To me, “Rising to Unity” is the listening for, and awareness of “That Which Is” … a place to grow the Light Inside … and to do this, I need to be drawn aside into the Silence.
Words, Thoughts and Beliefs are inadequate to this Knowingness / No-Thing-ness …
Katie’s comment resonates with my observation early in that post:
Human beings tend to miss out on most of their own experience, because they try to put it into words.

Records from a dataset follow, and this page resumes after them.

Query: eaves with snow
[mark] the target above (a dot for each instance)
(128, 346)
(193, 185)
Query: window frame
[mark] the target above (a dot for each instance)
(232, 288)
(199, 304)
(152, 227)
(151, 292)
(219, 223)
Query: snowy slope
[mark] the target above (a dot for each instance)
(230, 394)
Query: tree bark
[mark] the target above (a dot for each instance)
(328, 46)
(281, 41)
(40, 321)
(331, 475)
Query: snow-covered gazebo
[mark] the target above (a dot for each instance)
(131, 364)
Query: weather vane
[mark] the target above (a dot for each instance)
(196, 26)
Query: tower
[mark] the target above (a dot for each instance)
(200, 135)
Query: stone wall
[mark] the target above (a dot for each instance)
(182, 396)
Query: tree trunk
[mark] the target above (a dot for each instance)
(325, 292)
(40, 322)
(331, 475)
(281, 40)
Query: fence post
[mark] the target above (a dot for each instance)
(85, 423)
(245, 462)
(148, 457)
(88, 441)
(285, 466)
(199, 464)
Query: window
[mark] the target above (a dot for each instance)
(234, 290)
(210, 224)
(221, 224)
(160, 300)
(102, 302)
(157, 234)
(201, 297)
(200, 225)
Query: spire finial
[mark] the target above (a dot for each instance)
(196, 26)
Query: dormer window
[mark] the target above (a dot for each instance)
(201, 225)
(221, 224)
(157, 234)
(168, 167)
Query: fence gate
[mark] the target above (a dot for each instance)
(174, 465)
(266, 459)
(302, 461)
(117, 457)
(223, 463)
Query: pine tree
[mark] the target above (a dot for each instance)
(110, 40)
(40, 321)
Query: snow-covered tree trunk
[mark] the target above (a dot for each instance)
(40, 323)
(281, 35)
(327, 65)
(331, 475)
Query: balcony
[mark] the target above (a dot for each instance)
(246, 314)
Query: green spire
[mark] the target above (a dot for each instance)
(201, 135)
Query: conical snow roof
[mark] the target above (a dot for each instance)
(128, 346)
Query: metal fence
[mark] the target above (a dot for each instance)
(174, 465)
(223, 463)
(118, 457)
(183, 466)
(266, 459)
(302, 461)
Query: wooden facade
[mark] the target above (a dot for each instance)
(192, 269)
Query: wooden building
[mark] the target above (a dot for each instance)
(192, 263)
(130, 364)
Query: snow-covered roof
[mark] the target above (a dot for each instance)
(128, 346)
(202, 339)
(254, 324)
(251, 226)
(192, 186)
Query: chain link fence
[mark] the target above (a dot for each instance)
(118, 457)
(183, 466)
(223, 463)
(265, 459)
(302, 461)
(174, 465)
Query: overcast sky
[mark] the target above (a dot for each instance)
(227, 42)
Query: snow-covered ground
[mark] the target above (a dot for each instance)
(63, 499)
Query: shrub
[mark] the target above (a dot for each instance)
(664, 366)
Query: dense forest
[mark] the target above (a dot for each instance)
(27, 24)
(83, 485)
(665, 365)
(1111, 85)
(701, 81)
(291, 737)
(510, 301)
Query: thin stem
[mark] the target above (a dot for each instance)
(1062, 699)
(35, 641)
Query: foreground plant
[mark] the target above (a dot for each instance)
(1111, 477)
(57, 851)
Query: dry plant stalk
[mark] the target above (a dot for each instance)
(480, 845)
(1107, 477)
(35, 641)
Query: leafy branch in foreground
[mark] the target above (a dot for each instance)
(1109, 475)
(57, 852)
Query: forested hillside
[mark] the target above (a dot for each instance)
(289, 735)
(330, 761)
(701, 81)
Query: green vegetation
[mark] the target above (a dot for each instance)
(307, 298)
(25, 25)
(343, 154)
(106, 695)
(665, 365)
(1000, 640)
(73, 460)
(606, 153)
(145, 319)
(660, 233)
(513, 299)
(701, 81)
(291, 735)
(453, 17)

Quaker universalism has its historical roots in the first Friends’ practice of diving beneath the shimmering surface of beliefs into the nameless depth of the ocean of Light.
But what is “belief”?
For some, “belief” means being able to subscribe to a normative set of doctrinal statements. As a Lutheran teenager, I was able to confirm publicly that all of my conscious understanding of Jesus could be summed up in the words of the Apostles’ Creed, the Lord’s Prayer and so on.
For others, “belief” refers to a wordless certainty arising from inner experience, a Knowingness/No-Thing-ness, to use Katie’s poetry. As an adult Quaker, I am certain inwardly that Jesus—both the historical man and the sacred archetype—is the perfect type of human being who shepherds me through life, yet I cannot confirm this publicly, because it is experimental knowledge, not conceptual knowledge.
In your own usage, what do you understand the term “belief” to meaning? What different meanings might it have?
Is “belief” something which must be agreed to? Is it something to be experienced in a way which transcends the possibility of agreement?
How do notions of “belief” and of “universalism” come into play with each other?